Dieses Netzwerk ist jedoch in den letzten Jahren aufgrund schrumpfender Studierendenzahlen unter Legitimationsdruck geraten, wodurch es zu einer Welle von Schulschließungen und Zusammenschlüssen zu Bündelschulen[1] gekommen ist. Dies liegt nicht zuletzt an der stark gewandelten Zusammensetzung der Studierendenschaft. Die klassische Klientel der aufstiegsorientierten, berufstätigen Erwachsenen mit klaren Zielvorstellungen bildet inzwischen nicht mehr die Mehrheit der Studierenden. Auch ist die Heterogenität mit Blick auf die Herkunft, die Lernausgangslagen und die sprachlichen Kompetenzen stetig stark angestiegen, was eine durchgängig hohe Abbrecherquote der Studierenden nach sich zieht. Das gleiche gilt für Studierende mit gesundheitlichen Einschränkungen oder speziellem Förderbedarf.

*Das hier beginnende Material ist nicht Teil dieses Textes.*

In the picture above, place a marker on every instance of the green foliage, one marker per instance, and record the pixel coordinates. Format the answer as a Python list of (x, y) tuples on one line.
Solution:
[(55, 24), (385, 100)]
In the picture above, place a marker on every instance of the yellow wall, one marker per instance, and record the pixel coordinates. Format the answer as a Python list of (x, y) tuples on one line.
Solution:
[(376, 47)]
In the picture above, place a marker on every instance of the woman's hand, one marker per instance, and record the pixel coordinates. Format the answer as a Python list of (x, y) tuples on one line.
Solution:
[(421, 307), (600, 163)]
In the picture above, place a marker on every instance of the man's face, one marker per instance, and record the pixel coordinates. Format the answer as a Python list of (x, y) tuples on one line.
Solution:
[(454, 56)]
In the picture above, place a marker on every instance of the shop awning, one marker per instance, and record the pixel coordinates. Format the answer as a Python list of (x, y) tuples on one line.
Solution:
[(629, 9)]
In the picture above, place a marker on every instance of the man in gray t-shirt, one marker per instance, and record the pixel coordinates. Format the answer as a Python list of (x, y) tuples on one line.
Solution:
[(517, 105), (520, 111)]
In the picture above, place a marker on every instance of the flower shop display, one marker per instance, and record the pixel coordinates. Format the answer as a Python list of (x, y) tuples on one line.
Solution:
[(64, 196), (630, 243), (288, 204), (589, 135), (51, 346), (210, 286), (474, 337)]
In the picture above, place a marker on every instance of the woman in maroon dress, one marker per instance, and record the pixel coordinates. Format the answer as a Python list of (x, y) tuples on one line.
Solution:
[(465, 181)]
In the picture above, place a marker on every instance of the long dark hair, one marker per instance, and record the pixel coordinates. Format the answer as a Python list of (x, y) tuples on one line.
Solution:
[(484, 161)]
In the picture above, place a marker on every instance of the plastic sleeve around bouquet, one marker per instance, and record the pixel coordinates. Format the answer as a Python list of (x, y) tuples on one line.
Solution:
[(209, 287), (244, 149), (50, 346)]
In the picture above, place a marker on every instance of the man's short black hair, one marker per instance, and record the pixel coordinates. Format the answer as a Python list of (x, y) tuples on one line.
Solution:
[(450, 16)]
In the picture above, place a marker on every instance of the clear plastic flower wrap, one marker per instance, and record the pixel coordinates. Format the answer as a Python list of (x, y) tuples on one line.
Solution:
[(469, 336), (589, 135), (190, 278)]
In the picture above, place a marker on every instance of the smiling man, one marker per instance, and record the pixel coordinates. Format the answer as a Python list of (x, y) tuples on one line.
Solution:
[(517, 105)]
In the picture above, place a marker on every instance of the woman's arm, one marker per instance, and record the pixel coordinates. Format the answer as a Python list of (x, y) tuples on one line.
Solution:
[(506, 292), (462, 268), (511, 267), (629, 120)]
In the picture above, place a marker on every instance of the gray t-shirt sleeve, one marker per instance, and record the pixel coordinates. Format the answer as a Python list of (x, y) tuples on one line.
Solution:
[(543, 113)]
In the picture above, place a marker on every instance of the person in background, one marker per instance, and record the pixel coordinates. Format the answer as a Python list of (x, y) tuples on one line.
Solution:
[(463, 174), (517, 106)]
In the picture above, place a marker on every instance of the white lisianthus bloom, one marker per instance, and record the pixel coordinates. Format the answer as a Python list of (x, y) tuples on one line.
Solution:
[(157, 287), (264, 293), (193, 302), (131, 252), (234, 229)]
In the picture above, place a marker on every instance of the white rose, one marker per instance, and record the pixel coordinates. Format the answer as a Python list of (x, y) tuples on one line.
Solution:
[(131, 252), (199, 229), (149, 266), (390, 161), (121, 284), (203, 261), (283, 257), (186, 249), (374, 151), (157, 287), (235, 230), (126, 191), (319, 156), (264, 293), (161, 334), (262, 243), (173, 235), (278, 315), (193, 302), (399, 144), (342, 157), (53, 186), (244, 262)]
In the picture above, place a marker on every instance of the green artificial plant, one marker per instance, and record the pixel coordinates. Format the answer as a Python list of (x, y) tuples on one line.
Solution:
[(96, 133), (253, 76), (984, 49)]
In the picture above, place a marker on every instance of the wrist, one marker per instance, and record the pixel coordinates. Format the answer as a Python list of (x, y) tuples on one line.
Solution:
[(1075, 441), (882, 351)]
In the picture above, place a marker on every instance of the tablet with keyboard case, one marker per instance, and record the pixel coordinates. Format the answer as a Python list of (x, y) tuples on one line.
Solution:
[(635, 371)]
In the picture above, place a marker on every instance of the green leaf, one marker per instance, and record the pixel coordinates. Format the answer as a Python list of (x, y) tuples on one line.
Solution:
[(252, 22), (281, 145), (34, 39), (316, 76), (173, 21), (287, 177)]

Diesen Entwicklungen haben sich die Weiterbildungskollegs in den letzten Jahren mit Erfolg gestellt und eigeninitiativ große Anstrengungen unternommen, um diesen Entwicklungen gerecht zu werden. Als ein Erfolgsrezept dürfen dabei u. a. die Einführung der blended-learning-Bildungsgänge FOR-online und abitur-online, eine moderne und erwachsenengerechte Didaktik sowie umfangreiche zielgruppenorientierte Beratungskonzepte gelten.

Forderungen des Philologenverbandes Nordrhein-Westfalen

  • Das Land NRW und die Schulträger müssen zur Weiterqualifizierung der Studierenden mit dem Ziel einer Reduzierung des Fachkräftemangels ein gut ausgebautes und flächendeckendes Netz an Weiterbildungskollegs vorhalten, dessen Fortbestand sich mit Blick auf die besondere Situation nicht vorrangig an Sachzwängen, Zahlen und Kennziffern orientiert. Dazu gehören auch eine noch bessere Öffentlichkeitsarbeit und die Integration der WBKs in kommunale und behördliche Netzwerke.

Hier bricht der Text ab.